Inside, still the same Golf 7 interior, there is a digital drivers display which shows your battery meter, your range and a wide range of information while the Discover Media Pro is Android Auto and Apple Carplay compatible.
The Volkswagen e-Golf is powered by a 35.8kWh battery however only 32kWh of that is actually usable. Battery range is claimed to be between 170km and 230kms, however, we found ourselves bouncing between 230kms and 260kms. You can expect 100kW of power and 290nm of torque in a matter of seconds. Charging is performed using a Type 2 charger, which can be used in both AC and DC modes. There is no doubt that you are curious to know how much it costs to charge and if it is more cost-effective than the petrol version. You'll need your calculators for this; here's how you calculate.
Rate of your Municipal/Eskom Fee multiplied by the battery size of the e-Golf e.g my municipality charges me R2.45 per kilowatt hour. Taking that R2.45 and multiplying it by the e-Golf's usable battery size, which is 32kWh, we get R74.80 for a full charge which lasts me about 170km - 260kms. Is it worth it? Is it cheaper? I believe it is. (These calculations are based on MY municipal tariffs, but they will vary depending on where you live). The prices will also differ based on public chargers.

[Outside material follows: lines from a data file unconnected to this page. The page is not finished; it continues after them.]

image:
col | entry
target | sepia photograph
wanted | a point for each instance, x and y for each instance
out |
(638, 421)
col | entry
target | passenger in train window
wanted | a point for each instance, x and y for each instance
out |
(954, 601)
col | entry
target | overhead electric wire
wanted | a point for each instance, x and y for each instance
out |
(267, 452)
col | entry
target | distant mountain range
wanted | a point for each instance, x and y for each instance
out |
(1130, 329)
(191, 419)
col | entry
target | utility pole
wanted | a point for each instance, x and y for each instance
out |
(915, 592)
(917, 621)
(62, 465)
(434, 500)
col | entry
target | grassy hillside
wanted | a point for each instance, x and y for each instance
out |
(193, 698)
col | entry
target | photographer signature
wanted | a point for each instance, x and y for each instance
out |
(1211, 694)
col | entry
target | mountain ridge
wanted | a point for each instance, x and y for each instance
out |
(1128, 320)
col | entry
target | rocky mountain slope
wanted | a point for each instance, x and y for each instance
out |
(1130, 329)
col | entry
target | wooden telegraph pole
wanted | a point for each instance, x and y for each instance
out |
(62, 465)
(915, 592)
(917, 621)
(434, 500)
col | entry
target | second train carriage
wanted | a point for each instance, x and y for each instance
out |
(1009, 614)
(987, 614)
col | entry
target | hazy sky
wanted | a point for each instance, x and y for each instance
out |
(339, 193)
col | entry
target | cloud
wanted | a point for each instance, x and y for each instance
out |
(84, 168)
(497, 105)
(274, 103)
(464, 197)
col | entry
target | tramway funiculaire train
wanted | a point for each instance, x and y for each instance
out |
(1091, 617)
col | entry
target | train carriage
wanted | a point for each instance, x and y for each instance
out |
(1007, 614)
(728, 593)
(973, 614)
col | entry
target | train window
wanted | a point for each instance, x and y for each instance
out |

In terms of driving, the e-Golf drives well. There are various regenerative modes, which I appreciated. You can select how much regeneration you want. It also has three driving modes, Normal, Eco and Eco+. Eco+ restricts your driving a lot. Your throttle is limited, you cannot drive over 90kms per hour and your aircon is completely turned off, so I mostly played in Eco.
The most crucial thing that one needs to understand while driving an electric vehicle is planning. Planning your routes and where your chargers can be located is vital. That being said, I was fortunate enough to live in close proximity to a 60kW DC fast charger. This always took me from 40% battery capacity to 100% in less than 45 minutes. While there are a number of fast chargers out there, it is also worth noting that the e-Golf supports up to 40kW of fast charging. So whether you use a 50, 60 or 150kW fast charger, the e-Golf will only support up to 40kW, a feature I found quite impressive in terms of preserving the battery life. I also charged at home, something which was easy, but the slowest method. It took about 12 hours from 20% to 100%.
Overall, the e-Golf was bliss to live in over the two weeks. It is spacious and I think the looks are incredible. Planning however is essential, and not just with the e-Golf, but with almost all EVs, especially in our country. The infrastructure is not yet quite there and chargers are not as easily accessible. The main metros have a few however finding chargers is a bit tricky. Plugshare was helpful, but it does not clearly state if the charger you are travelling to is free or currently occupied. Anyway, the e-Golf itself is a real winner and it is quite unfortunate that we are not receiving this model in South Africa. I think they would do quite well.